Trump picks Colo. appeals court judge Neil Gorsuch for Supreme Court
His moral and religious views seem also quite conservative.
Gorsuch said in a speech last spring that as a judge he had tried to follow Scalia’s path.
“The great project of Justice Scalia’s career was to remind us of the differences between judges and legislators,” Gorsuch told an audience at Case Western Reserve University School of Law in Cleveland.
Legislators “may appeal to their own moral convictions and to claims about social utility to reshape the law as they think it should be in the future,” Gorsuch said.
But “judges should do none of these things in a democratic society.”

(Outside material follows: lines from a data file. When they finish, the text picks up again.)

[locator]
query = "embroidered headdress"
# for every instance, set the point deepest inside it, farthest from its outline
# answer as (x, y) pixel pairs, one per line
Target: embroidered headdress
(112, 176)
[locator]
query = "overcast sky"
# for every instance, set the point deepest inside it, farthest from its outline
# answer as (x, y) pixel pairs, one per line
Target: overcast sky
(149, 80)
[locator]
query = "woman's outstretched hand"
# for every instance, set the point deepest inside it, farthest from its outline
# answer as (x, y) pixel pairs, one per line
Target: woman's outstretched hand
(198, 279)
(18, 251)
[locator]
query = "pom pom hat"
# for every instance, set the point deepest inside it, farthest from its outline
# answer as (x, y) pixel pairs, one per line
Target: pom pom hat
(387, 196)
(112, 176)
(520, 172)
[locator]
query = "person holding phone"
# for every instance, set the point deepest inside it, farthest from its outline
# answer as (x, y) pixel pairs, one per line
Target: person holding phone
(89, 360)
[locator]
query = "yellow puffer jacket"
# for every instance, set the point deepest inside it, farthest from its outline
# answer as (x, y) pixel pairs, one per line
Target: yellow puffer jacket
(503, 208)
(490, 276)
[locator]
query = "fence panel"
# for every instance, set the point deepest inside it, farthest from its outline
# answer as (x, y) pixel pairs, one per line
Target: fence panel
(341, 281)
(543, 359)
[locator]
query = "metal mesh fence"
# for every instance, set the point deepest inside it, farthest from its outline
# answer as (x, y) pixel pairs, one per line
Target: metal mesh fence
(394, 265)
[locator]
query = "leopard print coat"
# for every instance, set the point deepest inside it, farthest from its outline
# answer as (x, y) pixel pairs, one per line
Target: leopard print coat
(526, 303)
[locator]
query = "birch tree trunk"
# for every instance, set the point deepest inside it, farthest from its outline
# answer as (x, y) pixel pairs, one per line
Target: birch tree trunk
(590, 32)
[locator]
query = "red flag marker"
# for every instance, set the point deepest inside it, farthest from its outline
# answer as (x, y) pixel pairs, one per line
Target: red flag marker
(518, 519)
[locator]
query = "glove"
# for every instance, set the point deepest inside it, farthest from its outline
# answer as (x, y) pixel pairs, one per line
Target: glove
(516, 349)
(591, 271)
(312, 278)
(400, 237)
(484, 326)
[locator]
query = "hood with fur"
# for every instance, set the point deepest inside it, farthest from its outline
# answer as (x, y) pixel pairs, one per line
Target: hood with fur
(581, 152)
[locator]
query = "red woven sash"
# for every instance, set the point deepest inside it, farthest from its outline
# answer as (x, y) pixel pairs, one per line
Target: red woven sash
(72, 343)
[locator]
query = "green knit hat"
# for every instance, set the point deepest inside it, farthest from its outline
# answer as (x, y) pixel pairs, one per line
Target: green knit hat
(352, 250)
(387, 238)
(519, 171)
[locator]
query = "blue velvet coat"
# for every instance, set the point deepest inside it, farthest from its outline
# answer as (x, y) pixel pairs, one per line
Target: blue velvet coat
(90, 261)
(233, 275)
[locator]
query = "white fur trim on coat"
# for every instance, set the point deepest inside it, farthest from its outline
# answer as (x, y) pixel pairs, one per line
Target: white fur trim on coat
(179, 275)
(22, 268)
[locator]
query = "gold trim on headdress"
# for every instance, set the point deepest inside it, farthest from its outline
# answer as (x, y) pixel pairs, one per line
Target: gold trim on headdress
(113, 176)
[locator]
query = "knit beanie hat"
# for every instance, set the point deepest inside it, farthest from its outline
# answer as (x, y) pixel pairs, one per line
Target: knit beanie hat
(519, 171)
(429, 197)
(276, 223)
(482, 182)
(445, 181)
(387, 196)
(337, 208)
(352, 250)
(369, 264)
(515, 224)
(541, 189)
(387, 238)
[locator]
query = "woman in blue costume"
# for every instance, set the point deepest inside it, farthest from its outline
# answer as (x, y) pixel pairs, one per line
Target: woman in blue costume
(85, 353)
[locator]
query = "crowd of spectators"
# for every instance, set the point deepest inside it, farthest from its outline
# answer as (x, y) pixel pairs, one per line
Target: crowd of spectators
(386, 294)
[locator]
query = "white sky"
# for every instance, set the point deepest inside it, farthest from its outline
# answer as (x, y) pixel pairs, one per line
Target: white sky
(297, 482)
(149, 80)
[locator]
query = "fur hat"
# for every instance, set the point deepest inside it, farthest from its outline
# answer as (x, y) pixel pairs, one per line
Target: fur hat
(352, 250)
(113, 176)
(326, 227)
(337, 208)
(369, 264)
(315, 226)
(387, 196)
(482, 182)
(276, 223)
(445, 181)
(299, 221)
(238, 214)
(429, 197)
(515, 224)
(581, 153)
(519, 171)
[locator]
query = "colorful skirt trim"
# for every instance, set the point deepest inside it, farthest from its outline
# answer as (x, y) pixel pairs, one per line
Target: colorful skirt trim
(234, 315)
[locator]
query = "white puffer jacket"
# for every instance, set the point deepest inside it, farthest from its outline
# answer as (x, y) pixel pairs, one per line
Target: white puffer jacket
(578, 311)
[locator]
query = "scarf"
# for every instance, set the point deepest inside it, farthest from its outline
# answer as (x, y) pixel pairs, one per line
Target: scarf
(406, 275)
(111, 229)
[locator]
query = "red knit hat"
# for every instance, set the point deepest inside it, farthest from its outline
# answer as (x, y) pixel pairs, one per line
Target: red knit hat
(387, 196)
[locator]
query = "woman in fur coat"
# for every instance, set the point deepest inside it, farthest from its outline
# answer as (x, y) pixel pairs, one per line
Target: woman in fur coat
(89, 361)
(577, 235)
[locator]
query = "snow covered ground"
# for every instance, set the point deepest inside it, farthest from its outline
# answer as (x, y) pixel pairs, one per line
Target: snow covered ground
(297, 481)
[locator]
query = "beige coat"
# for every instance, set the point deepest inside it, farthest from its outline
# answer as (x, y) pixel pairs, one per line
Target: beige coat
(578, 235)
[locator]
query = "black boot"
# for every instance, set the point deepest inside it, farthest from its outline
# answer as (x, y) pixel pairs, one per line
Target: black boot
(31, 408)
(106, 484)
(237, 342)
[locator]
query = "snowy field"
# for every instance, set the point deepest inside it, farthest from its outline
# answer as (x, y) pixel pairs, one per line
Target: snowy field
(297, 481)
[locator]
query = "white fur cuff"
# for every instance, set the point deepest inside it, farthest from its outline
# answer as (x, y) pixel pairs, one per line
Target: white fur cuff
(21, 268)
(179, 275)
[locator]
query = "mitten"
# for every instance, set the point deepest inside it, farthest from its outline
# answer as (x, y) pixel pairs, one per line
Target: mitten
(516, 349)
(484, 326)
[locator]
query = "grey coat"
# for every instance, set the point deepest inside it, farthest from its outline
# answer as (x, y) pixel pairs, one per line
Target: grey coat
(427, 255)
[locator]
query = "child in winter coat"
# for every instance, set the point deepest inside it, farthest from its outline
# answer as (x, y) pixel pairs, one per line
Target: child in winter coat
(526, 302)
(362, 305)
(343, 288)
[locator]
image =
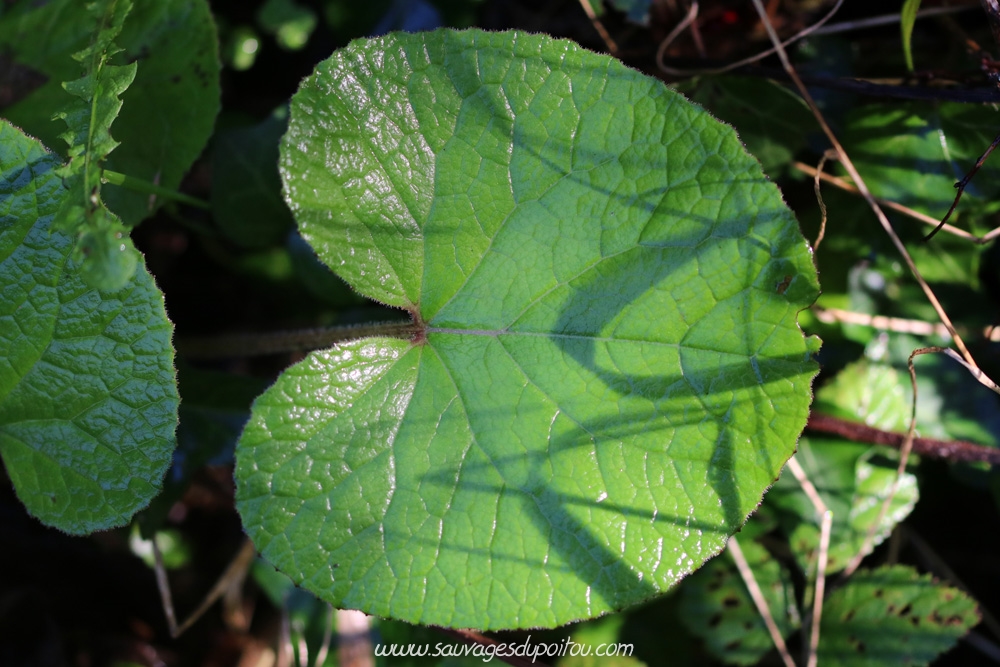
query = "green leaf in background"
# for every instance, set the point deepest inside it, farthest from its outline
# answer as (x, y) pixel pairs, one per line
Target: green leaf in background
(915, 153)
(853, 480)
(907, 18)
(169, 110)
(88, 403)
(892, 616)
(607, 373)
(246, 188)
(716, 606)
(104, 252)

Instead, they should use “text, structure and history” to understand what the law is, “not to decide cases based on their own moral convictions or the policy consequences they believe might serve society best.”
But . . . .
Likewise, Gorsuch has not ruled on abortion.
But activists on both sides of the issue believe they know where he stands.
They point to language in his book “The Future of Assisted Suicide and Euthanasia,” in which he opines that “all human beings are intrinsically valuable and the intentional taking of human life by private persons is always wrong.”
Additionally, his rulings on behalf of those who challenged the Obamacare mandate that employee insurance coverage provide all approved contraceptives seemed instructive.
He noted the provision would require the objecting businesses to “underwrite payments for drugs or devices that can have the effect of destroying a fertilized human egg.”
Hard to see that moral view playing no role in any future rulings on the matters at issue.